To install this, you'll need to download the code and follow the DCC installation instructions. Skip over step 3, since we're not using the "milter" configuration. Steps 6-8 may also be skipped, as we really want to use the public servers for now (unless you have atrociously high volumes or special needs).

Since dcc is a daemon, you'll need to configure it to start at startup. For now, I'm going to leave that (and the autolearner) as an exercise for the reader. However, I hope to add it later.

The last step is to configure DCC in spamassassin. This step is really unnecessary, because it checks for it in the "usual location" when it starts, but I like suspenders and a belt some time, so I added dcc_home /var/dcc to my /etc/mail/spamassassin/local.cf file

Once again, we need to restart the amavisd process, as indicated above.

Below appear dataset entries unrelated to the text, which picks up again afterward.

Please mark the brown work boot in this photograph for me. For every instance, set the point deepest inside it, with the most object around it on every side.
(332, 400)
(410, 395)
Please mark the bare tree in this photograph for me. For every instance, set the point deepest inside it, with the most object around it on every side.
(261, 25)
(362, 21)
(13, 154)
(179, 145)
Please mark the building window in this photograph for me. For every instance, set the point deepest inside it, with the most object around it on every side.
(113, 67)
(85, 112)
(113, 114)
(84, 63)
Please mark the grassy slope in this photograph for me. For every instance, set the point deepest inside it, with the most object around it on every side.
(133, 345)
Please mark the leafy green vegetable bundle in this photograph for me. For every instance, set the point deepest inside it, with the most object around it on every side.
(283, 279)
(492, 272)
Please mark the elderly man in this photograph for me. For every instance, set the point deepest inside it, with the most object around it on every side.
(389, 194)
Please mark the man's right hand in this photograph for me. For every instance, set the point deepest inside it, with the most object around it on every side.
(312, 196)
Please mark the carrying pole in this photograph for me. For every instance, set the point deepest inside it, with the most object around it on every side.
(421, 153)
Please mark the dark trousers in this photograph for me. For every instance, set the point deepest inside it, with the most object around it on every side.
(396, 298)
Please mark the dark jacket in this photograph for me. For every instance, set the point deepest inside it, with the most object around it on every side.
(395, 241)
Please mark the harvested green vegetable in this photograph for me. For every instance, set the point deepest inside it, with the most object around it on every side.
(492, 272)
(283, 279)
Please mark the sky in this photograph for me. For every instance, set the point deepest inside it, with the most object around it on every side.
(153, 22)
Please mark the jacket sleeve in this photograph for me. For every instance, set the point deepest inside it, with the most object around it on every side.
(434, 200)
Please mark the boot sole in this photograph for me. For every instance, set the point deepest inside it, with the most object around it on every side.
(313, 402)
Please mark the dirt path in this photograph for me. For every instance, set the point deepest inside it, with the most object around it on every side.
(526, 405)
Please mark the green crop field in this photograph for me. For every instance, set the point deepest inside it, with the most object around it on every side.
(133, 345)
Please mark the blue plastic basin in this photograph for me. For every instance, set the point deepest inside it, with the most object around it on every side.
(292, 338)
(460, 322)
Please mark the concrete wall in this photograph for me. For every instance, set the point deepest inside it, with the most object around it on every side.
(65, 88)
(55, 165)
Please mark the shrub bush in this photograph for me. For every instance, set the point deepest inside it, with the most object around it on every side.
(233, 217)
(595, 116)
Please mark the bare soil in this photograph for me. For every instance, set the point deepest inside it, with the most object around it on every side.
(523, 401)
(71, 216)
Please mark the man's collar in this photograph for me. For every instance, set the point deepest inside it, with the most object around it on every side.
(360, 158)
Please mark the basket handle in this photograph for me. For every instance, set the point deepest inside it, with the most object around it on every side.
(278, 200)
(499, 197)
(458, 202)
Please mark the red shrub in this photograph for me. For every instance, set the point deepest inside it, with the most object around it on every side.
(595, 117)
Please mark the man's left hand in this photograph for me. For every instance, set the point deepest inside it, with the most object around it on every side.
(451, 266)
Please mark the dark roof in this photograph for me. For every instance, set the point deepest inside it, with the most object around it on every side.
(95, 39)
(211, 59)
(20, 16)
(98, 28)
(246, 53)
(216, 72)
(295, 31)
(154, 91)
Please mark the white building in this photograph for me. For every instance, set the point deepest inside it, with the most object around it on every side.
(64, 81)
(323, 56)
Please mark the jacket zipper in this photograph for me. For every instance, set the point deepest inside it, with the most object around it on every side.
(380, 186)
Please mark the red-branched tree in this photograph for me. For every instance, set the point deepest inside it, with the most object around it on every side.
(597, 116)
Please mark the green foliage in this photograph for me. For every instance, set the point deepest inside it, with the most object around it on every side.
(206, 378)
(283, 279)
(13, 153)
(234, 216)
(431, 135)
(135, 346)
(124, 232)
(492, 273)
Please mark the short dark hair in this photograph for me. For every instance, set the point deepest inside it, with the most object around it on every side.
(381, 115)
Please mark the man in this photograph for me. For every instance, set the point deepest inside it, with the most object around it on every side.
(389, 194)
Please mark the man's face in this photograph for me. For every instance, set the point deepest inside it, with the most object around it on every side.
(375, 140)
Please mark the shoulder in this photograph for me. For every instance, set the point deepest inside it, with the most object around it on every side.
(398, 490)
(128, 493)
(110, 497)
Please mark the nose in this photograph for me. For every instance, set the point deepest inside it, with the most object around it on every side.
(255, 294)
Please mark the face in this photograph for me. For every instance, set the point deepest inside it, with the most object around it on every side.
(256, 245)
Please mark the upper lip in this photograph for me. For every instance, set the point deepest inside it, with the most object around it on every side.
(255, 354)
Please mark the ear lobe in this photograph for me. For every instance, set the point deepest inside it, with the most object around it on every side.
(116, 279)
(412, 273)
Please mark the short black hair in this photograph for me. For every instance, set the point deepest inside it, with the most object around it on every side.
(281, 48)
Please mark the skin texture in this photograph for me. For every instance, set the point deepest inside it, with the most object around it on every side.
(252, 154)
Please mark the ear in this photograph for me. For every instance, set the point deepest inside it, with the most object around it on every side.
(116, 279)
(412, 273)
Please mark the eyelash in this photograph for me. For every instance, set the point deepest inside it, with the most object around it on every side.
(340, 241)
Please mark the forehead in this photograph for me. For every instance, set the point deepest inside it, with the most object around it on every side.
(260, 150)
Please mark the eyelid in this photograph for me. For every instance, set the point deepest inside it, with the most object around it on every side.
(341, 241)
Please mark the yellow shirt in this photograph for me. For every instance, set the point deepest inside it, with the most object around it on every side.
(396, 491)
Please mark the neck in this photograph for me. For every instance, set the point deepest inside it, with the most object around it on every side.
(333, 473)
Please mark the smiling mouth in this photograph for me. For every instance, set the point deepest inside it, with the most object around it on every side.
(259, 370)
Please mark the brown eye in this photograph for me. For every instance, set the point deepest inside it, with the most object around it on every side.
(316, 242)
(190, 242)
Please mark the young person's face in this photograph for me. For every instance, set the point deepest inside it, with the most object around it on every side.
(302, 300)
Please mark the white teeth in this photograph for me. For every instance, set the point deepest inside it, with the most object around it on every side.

If you have succeeded, you'll start to see RAZOR_ and DCC_ entries in your X-Spam-Status headers for spam.

Conclusion

By adding the DNS-based RBL's, DCC, and Razor, and loading up your Bayesian filtering database, you've now got a much more effective spam filter.

I like to pair this with a sieve filter that automatically drops incoming spam into a separate imap mailbox, so that I don't have to retrieve the spam on low-volume messaging clients like my phone.